Che cosa pensi delle limitazioni anagrafiche che sempre di più caratterizzano le opportunità di produzione e circuitazione?

La mia posizione rispetto a queste dinamiche è, come ti dicevo, abbastanza appartata. Oltre a questo mi sento scettico e disgustato rispetto al metodo dei bandi: sottende l’idea che sia necessario sempre inventarsi qualcosa di nuovo, molte parole che finiscono per tradurre in termini vacui anche il progetto più serio. L’arte non può essere intesa che come un processo continuo, da accompagnare, non da segmentare e restringere. Si tratta di una metodologia che contraddice una logica importante della ricerca teatrale che è quella di “aspettare che le cose arrivino”, il non lavorare a tesi.
Capisco anche che quello che noi facciamo è davvero al di fuori di ogni logica di mercato: il nostro è un teatro poverissimo ma che, di contro, chiede un importante investimento di tempo.

Che cosa significa per te il termine OFF? 

Mi ci trovo bene. Le etichette non mi piacciono ma, dovendo scegliere, è l’etichetta sotto la quale preferisco lavorare. Mi sembra che i progetti che raccoglie siano in qualche modo caratterizzati da una dimensione di ricerca più aperta. Stare fuori va bene.

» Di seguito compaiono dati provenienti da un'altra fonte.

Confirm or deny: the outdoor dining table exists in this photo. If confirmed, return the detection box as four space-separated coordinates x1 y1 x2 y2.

Una considerazione sulla formula Futuro anteriore, titolo della rassegna

In una battuta semplice, potrei dirti che io sono “anteriore” e i ragazzi che lavorano con me sono il futuro, innamorati di questa prima esperienza. Mi sembra che questo titolo sia anche un invito a proiettarci nel tempo che verrà, a rompere le categorie, i ghetti. Sembra banale ma dobbiamo ripeterlo, in questi tempi politici: dove c’è più diversità, c’è più ricchezza.
I teatranti sono così marginali, così fuori dalla tecnologia. Forse possiamo prenderci delle diverse possibilità di creare, anche una certa libertà di infrangere quel paradossale “stereotipo del nuovo a tutti i costi”, quella tipizzazione degli orizzonti d’attesa che tipizza anche le novità.